Per quanto sia ormai radicata la convinzione della novità del Musaeum di Giovio, molti aspetti relativi alla sua ideazione rimangono ancora da chiarire. Per esempio, non sappiamo come fossero disposti i ritratti nel Museo, anche se, per Franco Minonzio, chiederselo è “un falso problema” perché “potrebbe darsi che non si sia mai data l’eventualità che tutti i ritratti fossero in condizione di essere ospitati contemporaneamente”, data la vastità della raccolta. “In ogni caso è attestato che, a tale scopo, si prestarono anche le due case di famiglia fatte restaurare da Paolo contemporaneamente alla edificazione del Museo”. Un altro problema è quello anticipato da Marani e Pavoni, vale a dire le tempistiche della realizzazione del Musaeum: la collezione fu infatti avviata prima del 1520, mentre la costruzione dell’edificio destinato a ospitarla partì ben diciassette anni più tardi, e ancora successiva è la pubblicazione degli Elogia. Sebbene dunque il museo gioviano sia da considerare l’intersezione di tre elementi ben distinti (la collezione, l’edificio, le biografie), e benché venga oggi spesso percepito come un tutt’uno estremamente regolare, occorsero molti anni affinché il Musaeum assumesse i caratteri che lo hanno reso un’idea tanto originale. Il problema è complesso, anche perché a sua volta l’elaborazione della villa precede di oltre quindici anni l’inizio della raccolta. “Se è così”, scrive Minonzio, “è legittimo chiedersi, ex novo, entro quale nucleo di esigenze etiche e di ragioni intellettuali prese forma l’edificazione del Museo, se il metodo storiografico di Giovio abbia qualche parte nell’avvio della raccolta dei ritratti degli uomini illustri, e dunque se sia stato occasionale o meno l’incrocio tra il progressivo costituirsi della collezione e una ‘volontà di villa’ così precocemente”. Le risposte potrebbero essere radicate nella lunga e a sua volta complessa vicenda intellettuale di Giovio, suggerisce Minonzio.

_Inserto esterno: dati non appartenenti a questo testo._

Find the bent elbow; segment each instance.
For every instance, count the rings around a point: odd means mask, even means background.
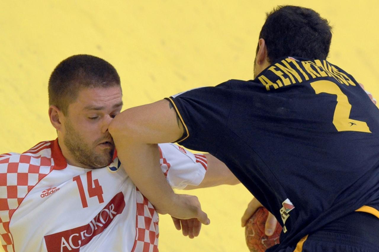
[[[111,121],[108,131],[113,137],[133,135],[133,120],[129,118],[127,110],[116,115]]]

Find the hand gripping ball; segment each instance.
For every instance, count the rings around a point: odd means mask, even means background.
[[[273,234],[268,236],[265,234],[265,225],[268,216],[268,211],[261,207],[253,214],[246,223],[245,238],[251,252],[263,252],[279,243],[279,236],[282,226],[278,222]]]

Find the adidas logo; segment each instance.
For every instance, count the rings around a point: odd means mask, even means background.
[[[41,194],[41,198],[44,198],[45,197],[47,197],[49,195],[53,194],[59,190],[59,188],[56,187],[50,187],[45,190],[44,190],[42,191],[42,193]]]

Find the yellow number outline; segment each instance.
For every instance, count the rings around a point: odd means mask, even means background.
[[[337,104],[333,115],[333,124],[338,131],[358,131],[371,133],[365,122],[351,119],[351,104],[338,86],[330,81],[317,81],[310,83],[316,94],[326,93],[337,96]]]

Ad ogni modo, l’edificio non esiste più da tempo. Cadde infatti in rovina non molto tempo dopo la morte di Paolo Giovio, e nel 1613 venne definitivamente fatto abbattare dal nuovo proprietario dell’area, il cardinale Marco Gallio, che vi avrebbe fatto poi edificare il palazzo di famiglia, la Villa Gallia, ulteriormente rimaneggiata nell’Ottocento, quando assunse l’attuale aspetto neoclassico. Oggi, con il Musaeum che non esiste più e con la raccolta originale smembrata (il nucleo più consistente, come detto, è quello della Pinacoteca Civica di Como) possiamo considerare la Serie Gioviana degli Uffizi come l’erede più diretto del progetto dell’umanista comasco. Inizialmente accolta a Palazzo Vecchio, fu poi spostata a Palazzo Pitti nel 1587, e poi successivamente trasferita agli Uffizi, che peraltro, con la sua straordinaria collezione di autoritratti, possiede un’altra raccolta costruita con spirito non dissimile rispetto a quello che animò Paolo Giovio. E che oggi sopravvive dunque lontano dal lago di Como, nei corridoi del museo più visitato d’Italia.